Mi amiga Isabel, al norte de Cáceres (tan al norte que ya es otra provincia), me recuerda que muchos pequeños pueblos han vivido tantos años de las vacas que ahora les cuesta pensar en otra cosa que no sean estos mamíferos con cuernos.
Pero en Ibahernando a veces hay niños, también son mamíferos pero no tienen cuernos. A los niños de ahora les gustan los videojuegos, las tablets, los móviles, pero ¿y si les gusta ir al parque? Pues en Ibahernando tenemos el de la carretera («el de las piedras«), destrozado y sucio, el del camino de los Tesoritos («papá, este parque es muy aburrido«), austero y sin una triste farola en los alrededores, el del antiguo cementerio «papá, ¿dónde están los columpios?«), donde alguien se empeña en poner farolas sin globos («¿a qué no le das a la bombilla una pedrá?. ¿Qué no? ¡Ahora verás! ¡Zasca! Ale, vámonos, hasta dentro de seis meses no vuelven a poner una bombilla nueva«).
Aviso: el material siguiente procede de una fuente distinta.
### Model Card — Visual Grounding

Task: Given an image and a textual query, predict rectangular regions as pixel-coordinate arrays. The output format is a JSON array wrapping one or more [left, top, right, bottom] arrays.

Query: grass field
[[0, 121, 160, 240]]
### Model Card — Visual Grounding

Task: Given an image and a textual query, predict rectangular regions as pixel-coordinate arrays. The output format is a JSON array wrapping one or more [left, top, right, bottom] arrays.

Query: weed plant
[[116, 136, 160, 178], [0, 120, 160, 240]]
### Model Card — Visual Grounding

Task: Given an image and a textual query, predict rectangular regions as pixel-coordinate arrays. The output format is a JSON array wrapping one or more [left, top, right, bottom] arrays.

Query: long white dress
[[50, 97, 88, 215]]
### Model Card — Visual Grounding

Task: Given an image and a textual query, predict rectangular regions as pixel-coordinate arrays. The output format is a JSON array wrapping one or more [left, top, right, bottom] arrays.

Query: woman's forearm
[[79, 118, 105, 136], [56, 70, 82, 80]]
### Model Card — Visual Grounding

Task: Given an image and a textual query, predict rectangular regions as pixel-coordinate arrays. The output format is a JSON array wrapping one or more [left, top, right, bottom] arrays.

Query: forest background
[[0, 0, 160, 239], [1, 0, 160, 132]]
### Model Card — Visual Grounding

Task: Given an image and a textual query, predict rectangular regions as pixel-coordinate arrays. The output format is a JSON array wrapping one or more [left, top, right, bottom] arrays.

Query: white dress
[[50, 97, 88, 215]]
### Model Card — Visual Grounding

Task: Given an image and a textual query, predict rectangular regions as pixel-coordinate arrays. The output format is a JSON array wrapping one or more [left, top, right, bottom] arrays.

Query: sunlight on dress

Seguramente una subvención permitió crear estos parques, y el tiempo ha ido dejando que pasen de la categoría de «parque infantil» a «corral de vacas«. Y es lo que decía al principio, en estos pueblos se piensa más en las vacas que en los niños.
Algún día los papás dejarán de llevar a sus niños a los parques, y quizá al pueblo, y entonces nos lamentaremos de que mucha gente prefiere ir al centro comercial que al pueblo de sus abuelos ¿por qué será? Simplemente porque hasta que no seamos vacas, no pensarán en nosotros.